A arte não é espelho, não é reflexo do real, da verdade ou da vida, mas inscrição, criação, realidade. Ela pode funcionar como um bálsamo à vida ou um cartucho de dinamite, tanto pode acalmar paixões como incendiá-las. Indo além, acreditamos que a arte pode realizar utopias e talvez seja a forma mais feliz de fazer recuar a violência. A arte afirma a vontade da criação (Eros) sobrepondo-se ao instinto de morte (Tanatos).
Não existe um único significado para a arte.
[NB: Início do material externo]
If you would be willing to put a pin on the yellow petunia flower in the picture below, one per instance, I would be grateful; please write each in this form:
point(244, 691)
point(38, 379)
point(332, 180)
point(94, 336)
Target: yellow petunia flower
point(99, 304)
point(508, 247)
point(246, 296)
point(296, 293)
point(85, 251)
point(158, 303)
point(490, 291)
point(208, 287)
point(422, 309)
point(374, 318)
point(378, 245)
Uma pintura, uma música ou um poema podem significar coisas diferentes para épocas diferentes, para expectadores diferentes, e todas essas coisas podem ou não alcançar o que o autor perseguiu. Arte é essencialmente prazer, satisfação, plenitude humana. Sentir prazer desinteressadamente talvez seja uma das melhores características do ser humano, embora seja a arte a única capaz de tornar real o mais fantástico impulso de viver, que é não ser totalmente apagado pela morte, como assevera Eça de Queirós no “Prefácio dos Azulejos do Conde de Arnoso”:

Só a arte realmente pode dizer aos seus eleitos, com firmeza e certeza: - «Tu não morrerás inteiramente: e mesmo amortalhado, metido entre as tábuas de um caixão, regado de água benta, tu poderás continuar por mim a viver. O teu pensamento, manifestação melhor e mais completa da tua vida, permanecerá intacto, sem que contra ele prevaleçam todos os vermes da terra; e ainda que, fixado definitivamente na tua obra, pareça imobilizado nela como uma múmia nas suas ligaduras, ele terá todavia o supremo sintoma da vida, a renovação e o movimento, porque fará vibrar outros pensamentos e através das criações deles estará perpetuamente criando.